Au sommaire de cette treizième lettre (eh oui, déjà…): de l’hiver et de l’automne, Pascal Quignard, Voyage en Algérie, le Fou (d’amour) Majnoun et son flot de centaines de poèmes monothématiques, Louise Glück et Couperin…Aragon, un peu.
La grande plaine est blanche, immobile et sans voix.
Pas un bruit, pas un son ; toute vie est éteinte.
Mais on entend parfois, comme une morne plainte,
Quelque chien sans abri qui hurle au coin d’un bois.
Plus de chansons dans l’air, sous nos pieds plus de chaumes.
L’hiver s’est abattu sur toute floraison ;
Des arbres dépouillés dressent à l’horizon
Leurs squelettes blanchis ainsi que des fantômes
Guy de Maupassant. Des vers.
Maupassant n’est pas un poète notoire, là n’est pas son génie premier, on le sait. Mais là, ce texte -trouvé en naviguant – bien qu’un peu académique, pourtant très maîtrisé, fait mouche; mature comme du Vigny. L’hiver est là.

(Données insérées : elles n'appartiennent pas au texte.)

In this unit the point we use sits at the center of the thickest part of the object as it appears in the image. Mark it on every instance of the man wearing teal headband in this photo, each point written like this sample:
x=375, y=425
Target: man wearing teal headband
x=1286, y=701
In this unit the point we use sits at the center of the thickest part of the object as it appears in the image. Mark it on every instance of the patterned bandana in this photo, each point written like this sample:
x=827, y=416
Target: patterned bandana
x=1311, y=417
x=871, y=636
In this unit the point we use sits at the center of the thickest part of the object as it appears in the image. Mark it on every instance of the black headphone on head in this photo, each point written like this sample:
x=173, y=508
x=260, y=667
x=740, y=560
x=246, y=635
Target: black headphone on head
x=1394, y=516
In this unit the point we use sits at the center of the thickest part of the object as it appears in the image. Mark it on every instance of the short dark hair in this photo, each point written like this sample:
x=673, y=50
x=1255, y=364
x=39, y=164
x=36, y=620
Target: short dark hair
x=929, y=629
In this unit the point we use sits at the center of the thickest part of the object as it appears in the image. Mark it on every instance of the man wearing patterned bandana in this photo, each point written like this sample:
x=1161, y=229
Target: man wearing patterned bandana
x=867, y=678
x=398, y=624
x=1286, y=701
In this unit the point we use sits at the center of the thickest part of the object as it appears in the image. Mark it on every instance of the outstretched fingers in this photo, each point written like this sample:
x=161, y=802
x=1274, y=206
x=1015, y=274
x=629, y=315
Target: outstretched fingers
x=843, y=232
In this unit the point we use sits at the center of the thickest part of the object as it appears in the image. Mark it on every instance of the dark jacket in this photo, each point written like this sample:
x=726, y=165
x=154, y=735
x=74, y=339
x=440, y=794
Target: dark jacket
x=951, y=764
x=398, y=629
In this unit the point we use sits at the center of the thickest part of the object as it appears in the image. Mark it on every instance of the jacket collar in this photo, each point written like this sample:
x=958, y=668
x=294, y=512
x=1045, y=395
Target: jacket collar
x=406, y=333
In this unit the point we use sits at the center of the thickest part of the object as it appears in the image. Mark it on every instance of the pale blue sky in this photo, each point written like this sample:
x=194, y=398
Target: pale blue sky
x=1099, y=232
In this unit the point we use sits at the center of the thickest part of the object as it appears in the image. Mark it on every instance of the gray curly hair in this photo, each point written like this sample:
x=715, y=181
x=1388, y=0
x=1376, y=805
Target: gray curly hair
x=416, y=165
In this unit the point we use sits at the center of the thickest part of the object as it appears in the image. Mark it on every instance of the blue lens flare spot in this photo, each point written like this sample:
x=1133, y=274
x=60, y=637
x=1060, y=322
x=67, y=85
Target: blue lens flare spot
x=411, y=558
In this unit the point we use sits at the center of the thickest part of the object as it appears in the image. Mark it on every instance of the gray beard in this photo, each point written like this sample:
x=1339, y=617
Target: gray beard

Le retard. Cela faisait déjà un moment que je ne vous avais pas livré ma lettre, je l’avoue (depuis fin août). Désolé pour le retard. Mais ceux qui lisent ces « cahiers » savent bien qu’Alceste n’est pas entré en léthargie pendant ce temps. Ah… la théorie du retard…Ce n’est qu’un jeu de mortel, voilà tout, et la vanité d’un peu de temps dépassé. L’hiver est là, et il faut attendre que ça s’en aille. Bientôt les jours s’allongeront aux premières heures des soirées. Mais alors, il faudra bien se dire que du temps a passé, et des jours sont consumés qui ne reviendront plus.
A propos du temps qui va. En lisant ses « heures heureuses », et sans doute effet de l’âge, j’ai perçu soudain comment Pascal Quignard m’accompagne depuis longtemps. Depuis le début des années 80, Apronenia et ses notes de buis. Le temps va, donc, et les lectures restent. Que nous dit-il, l’austère Pascal?

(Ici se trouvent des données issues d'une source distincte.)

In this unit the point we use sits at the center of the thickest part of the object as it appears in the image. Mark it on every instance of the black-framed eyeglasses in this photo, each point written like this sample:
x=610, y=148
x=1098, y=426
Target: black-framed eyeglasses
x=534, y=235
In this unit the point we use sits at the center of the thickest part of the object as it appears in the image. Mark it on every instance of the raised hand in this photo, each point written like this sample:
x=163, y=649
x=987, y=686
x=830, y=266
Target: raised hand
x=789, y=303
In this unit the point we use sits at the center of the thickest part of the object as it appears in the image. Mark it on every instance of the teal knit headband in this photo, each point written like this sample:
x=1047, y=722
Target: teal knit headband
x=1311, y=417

« Si le temps stricto sensu est défini par ce retard que prend, du soleil à la terre, la lumière qui éclaire son chemin après qu’elle l’a effectué, ce laps de temps si mystérieux qui se creuse dans l’espace et qui se décolore, ce pli qui s’efface, cet étrange délai qu’accuse toujours plus mystérieusement la poussée qui la porte (…) c’est aussi que le point de distension du temps est son seul référent, et non pas l’instant ou maintenant se maintiendrait. Le temps est l’irrattrapable de ce retard. »
Pascal Quignard. Les heures heureuses. XXIV.
Rien ne sert de courir…Le temps est son propre retard… Quignard, c’est toujours intelligent, parfois précieux, mais toujours intelligent. La phrase épouse parfaitement son contenu, elle est bâtie comme du Bossuet.
Mais s’il nous parle si bien du temps, que n nous dit-il de l’espace, alors?
« L’espace, c’est là où s’étend le temps après son implosion.(…) C’est du temps effondré dans la nuit que traverse une lueur (…) qu’on recherche du bout des yeux comme le font les fleurs ».
In « les heures heureuses », XL
Belle acuité. Le temps qui s’effondre, comme un vieux sable, nous ouvre l’espace. Seul un esprit solitaire peut ainsi voir les choses, en les contemplant derrière les lignes.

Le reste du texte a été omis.